[
https://issues.apache.org/jira/browse/PIG-2234?page=com.atlassian.jira.plugin.system.issuetabpanels:comment-tabpanel&focusedCommentId=13127315#comment-13127315
]
Thejas M Nair commented on PIG-2234:
------------------------------------
Yes, adding support for bags of primitive type would break lot of udfs and
load/store functions that make assumptions about bag structure. So its going to
be a major disruptive change. But I think it is useful enough to think of ways
to do it in a less disruptive way (supporting multiple udf/load/store
interfaces?).
There are few ways of supporting this without adding support for full fledged
new bag type-
1. The init and intermediate calls return primitive types. Pig then wraps the
primitive type in a tuple and adds them to a bag before it is given as input to
the udf intermidate or final calls. This will save on the tuple objects being
created in the map task and serialized at the combiner boundary. Udfs will not
have to be exposed to new type. My concern is that the conditional adding of
extra tuple inconsistent (but similar change was committed yesterday for TOBAG
udf).
2. The PrimitiveBag approach you suggested above. This approach will mean
exposing udfs to new bag type. This would introduce a EvalFunc (Algebraic
interface specifically) only data type. A udf specific datatype can also be
confusing.
I think we should give some thought to adding support for bags of primitive
type before investing on these alternatives.

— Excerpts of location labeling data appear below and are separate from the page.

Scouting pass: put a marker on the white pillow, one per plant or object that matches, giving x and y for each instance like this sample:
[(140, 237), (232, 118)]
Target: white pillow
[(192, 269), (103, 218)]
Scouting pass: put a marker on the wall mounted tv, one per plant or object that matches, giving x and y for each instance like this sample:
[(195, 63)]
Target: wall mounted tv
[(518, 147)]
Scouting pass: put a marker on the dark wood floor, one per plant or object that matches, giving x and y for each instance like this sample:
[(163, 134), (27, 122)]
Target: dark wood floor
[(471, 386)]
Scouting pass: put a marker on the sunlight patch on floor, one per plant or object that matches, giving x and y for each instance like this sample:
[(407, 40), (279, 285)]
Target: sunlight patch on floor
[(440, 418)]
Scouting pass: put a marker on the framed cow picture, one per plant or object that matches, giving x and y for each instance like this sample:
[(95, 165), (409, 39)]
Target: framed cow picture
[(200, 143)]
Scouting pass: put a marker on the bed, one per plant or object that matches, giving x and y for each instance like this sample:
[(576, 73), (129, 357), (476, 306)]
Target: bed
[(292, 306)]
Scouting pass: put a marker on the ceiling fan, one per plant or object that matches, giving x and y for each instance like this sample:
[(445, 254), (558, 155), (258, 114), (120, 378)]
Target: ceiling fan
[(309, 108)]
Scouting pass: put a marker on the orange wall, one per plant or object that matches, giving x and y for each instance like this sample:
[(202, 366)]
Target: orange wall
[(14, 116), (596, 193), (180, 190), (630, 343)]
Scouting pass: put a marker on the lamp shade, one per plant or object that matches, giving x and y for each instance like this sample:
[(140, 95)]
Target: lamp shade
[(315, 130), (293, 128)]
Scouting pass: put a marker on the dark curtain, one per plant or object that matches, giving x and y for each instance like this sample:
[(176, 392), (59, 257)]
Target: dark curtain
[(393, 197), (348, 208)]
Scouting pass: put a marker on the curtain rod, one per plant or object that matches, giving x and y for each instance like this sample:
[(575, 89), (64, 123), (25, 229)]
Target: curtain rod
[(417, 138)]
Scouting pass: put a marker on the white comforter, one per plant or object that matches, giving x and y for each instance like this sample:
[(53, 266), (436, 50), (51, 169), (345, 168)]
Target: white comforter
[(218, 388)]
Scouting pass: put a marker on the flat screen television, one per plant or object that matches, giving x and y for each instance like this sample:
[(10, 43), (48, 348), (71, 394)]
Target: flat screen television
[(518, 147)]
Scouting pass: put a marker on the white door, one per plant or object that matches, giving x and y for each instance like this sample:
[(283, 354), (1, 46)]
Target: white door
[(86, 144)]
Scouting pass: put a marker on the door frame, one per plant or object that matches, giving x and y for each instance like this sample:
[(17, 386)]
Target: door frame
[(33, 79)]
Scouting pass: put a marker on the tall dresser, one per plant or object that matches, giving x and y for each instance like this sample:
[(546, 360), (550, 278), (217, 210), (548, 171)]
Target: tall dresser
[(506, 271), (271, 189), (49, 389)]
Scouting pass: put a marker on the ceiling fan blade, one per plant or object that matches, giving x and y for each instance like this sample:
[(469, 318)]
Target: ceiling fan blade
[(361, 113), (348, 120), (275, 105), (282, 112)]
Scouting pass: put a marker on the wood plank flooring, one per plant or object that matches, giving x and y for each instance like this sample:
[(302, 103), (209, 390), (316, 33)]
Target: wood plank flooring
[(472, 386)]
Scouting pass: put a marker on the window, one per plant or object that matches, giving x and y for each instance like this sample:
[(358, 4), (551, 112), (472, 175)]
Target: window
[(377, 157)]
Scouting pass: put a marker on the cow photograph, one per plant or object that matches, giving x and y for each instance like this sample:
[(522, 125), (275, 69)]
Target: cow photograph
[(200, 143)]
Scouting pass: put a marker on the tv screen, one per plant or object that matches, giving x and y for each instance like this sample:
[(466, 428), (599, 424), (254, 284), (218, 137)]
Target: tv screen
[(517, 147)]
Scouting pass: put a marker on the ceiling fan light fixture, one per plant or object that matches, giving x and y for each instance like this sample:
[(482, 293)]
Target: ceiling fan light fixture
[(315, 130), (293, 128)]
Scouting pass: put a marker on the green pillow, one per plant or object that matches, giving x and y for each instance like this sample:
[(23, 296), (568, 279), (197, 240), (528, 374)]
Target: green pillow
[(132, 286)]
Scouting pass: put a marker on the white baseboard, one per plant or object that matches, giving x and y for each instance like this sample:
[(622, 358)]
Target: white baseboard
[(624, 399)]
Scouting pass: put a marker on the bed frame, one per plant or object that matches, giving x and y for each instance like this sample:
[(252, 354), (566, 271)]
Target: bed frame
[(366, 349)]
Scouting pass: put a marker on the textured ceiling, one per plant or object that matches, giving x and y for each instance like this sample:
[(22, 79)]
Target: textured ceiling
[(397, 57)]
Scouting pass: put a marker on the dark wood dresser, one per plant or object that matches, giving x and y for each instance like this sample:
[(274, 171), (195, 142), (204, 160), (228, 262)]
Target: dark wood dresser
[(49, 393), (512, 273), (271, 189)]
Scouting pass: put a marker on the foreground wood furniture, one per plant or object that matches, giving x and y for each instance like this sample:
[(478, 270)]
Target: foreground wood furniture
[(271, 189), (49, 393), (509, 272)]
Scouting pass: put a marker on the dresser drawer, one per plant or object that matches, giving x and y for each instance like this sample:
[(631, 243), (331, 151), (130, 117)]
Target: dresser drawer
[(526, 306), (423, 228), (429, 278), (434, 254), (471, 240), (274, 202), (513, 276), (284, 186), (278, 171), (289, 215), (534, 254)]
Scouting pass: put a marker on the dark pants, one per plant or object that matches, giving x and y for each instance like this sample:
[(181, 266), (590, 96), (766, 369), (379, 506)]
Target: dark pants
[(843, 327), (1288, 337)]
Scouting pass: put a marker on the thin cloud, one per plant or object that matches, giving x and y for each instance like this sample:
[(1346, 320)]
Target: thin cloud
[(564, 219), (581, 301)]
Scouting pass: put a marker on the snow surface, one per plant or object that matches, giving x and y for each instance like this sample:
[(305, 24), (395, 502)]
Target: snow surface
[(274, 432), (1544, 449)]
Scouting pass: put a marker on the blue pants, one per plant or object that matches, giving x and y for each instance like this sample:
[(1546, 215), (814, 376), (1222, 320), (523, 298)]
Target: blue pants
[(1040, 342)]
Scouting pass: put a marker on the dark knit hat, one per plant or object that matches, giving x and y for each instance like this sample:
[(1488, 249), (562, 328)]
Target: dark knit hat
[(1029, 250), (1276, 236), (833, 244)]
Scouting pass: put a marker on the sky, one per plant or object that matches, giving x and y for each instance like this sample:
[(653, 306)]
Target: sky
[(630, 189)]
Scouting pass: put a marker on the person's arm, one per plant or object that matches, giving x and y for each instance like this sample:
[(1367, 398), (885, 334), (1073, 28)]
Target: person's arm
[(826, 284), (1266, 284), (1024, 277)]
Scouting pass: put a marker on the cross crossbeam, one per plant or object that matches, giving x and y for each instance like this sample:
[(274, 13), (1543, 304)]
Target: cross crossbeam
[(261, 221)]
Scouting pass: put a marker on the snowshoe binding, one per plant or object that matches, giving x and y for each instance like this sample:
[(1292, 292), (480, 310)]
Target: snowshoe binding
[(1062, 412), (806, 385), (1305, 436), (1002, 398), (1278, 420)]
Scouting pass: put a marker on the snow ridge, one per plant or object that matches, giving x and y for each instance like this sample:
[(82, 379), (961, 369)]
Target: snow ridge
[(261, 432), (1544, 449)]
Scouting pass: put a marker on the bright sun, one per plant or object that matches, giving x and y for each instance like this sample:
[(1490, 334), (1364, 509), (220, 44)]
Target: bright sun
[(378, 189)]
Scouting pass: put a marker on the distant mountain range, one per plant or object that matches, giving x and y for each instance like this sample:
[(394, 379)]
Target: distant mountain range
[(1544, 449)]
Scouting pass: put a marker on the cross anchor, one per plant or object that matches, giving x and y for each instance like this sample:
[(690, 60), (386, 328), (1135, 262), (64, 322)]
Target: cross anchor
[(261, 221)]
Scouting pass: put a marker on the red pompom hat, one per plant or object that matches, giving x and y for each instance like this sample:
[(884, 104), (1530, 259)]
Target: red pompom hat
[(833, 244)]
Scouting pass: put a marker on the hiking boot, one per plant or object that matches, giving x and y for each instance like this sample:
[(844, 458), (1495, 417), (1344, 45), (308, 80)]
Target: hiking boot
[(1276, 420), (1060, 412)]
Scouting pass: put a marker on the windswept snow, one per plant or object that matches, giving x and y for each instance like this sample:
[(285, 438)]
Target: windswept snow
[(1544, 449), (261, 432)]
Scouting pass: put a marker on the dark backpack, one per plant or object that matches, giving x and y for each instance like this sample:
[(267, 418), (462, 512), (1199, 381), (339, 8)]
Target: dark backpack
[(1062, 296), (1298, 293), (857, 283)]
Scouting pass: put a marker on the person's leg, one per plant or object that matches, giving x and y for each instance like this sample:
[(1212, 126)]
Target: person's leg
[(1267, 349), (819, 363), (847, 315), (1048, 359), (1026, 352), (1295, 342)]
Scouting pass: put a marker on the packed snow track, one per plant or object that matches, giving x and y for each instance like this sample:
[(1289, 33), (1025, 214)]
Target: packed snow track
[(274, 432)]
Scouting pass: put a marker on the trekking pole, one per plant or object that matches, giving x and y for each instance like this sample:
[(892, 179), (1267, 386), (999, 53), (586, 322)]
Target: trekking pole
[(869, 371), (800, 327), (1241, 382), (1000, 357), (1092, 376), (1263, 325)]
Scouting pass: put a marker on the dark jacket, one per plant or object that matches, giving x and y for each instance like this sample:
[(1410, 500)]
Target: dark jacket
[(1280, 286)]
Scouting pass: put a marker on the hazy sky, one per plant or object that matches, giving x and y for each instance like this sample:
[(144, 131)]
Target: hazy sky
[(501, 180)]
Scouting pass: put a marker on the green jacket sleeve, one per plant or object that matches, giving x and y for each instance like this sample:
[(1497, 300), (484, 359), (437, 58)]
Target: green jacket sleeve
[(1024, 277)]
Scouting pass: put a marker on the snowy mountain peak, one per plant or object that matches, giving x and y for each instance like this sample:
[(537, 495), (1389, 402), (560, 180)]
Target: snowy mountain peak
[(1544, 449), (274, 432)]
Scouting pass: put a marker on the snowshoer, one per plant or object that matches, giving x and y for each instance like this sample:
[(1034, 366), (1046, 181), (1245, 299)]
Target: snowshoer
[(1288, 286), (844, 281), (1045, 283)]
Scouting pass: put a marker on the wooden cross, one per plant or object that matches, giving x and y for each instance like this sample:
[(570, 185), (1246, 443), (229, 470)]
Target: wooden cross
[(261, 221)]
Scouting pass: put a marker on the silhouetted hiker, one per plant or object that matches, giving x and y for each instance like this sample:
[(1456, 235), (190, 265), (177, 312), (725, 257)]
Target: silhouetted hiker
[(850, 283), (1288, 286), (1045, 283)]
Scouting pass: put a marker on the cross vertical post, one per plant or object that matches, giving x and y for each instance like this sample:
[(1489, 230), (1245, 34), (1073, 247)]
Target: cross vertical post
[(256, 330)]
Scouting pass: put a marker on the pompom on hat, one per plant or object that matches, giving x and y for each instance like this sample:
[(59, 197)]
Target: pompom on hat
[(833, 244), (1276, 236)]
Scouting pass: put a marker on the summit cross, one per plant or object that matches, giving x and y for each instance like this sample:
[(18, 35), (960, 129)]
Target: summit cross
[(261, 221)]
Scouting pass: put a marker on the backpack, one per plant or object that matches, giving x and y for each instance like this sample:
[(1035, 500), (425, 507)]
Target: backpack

> Alebraic udf Init and Intermediate functions should be able to return non
> tuple data types
> ------------------------------------------------------------------------------------------
>
> Key: PIG-2234
> URL: https://issues.apache.org/jira/browse/PIG-2234
> Project: Pig
> Issue Type: Improvement
> Affects Versions: 0.8.0, 0.9.0
> Reporter: Thejas M Nair
>
> The exec() call to Algebraic UDF initial and intermediate classes are
> required to return a Tuple. This has been done because the output is
> collected in a DataBag and passed to Intermediate.exec() and Final.exec()
> calls, and DataBag in pig needs to contain a Tuple. But this results in
> additional Tuple objects getting created and also adds additional
> (de)serialization costs. Functions such as COUNT, SUM are also having to wrap
> the initial and intermediate results in Tuples.
> The Algebraic interface needs to change to reduce the costs for udfs that
> don't need an intermediate tuple .
--
This message is automatically generated by JIRA.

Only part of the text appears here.